Wright actually put a premium on manual labour and stressed its relation to one's development as a person or as an artist. In his apprenticeship programme at Taliesen, pupils learnt by doing--and this included working in the fields, preparing meals, and maintaining the property. Wright told his students that it was as important for them to work with their hands, read poetry, cook, and listen to music, as it was to study great architectural works. In a similar way, T. S. Eliot describes the 'heterogeneous ideas' that create the unified experience in the poetry of John Donne:

The ordinary man falls in love, or reads Spinoza, and these two experiences have nothing to do with each other, or with the noise of the typewriter or the smell of cooking; in the mind of the poet these experiences are always forming new wholes.


Like Donne, Wright viewed his craft as a spiritual process, involving the cooperation of the natural with the supernatural. Donne often discusses the rectification of reason, the transformation or elevation of one's natural reason to a higher plane, contingent upon belief in God. In other words, belief in God is basically super-sizing your reason.

Conversely, Wright viewed nature as being rectified by humanity, or what he called organic architecture; 'a reinterpretation of nature’s principles as they had been filtered through the intelligent minds of men and women who could then build forms which are more natural than nature itself'.

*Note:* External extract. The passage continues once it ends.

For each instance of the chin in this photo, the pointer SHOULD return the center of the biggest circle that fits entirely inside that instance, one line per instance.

Wright bucked the trend of industrial architecture, of modernism with all its machinery, dominating and subduing nature. He instead turned to craft; the spiritual space of a building, the craftsman's hands on the piece, the harmony between humanity and nature. Wright's philosophical commitment to architecture that is generated by its surroundings has made his horizontal planes practically iconic, and can be seen in his treatment of the boulders at Falling Water. Nature is not interrupted, nor is it displaced.

Lovely. It sounds like Wright had much in common with Donne. It also seems that his stint in Japan influenced him with a lot of Eastern thought about our place in nature, and body and mind and harmony stuff. So what's the problem? I guess i'm confused by a guy whose aesthetic is morally grounded but his actions were so scandalous and immoral.

The debate about morality's place in art, or as Benjamin Constant called it, l'art pour l'art (art for art's sake) has been discussed by people such as Baudelaire, Flaubert, Mallarme, Wilde, Ruskin, Whistler, and loads of others. I've rattled them off like they're distant family members, but i've only read them superficially--click here for a more in-depth synopses. A few weeks ago, i attended a conference on early modern English thought, and was blown away by a paper about the impact of Paradise Lost on Kant's moral philosophy. It restored my faith in what initially drew me to literature, and though we (perhaps anachronistically) may disagree with much of what 17th century religious writers have to say, there is little doubt in my mind that they genuinely sought a moral life. As for Wright, i don't want to justify him. And only trite things come to mind about how someone with such a nice philosophy could be a total d-nozzle. Like the greater the person the greater temptations, so i suppose he just gave in to his. But that doesn't quite cut it. Thoughts, anyone? Bueller?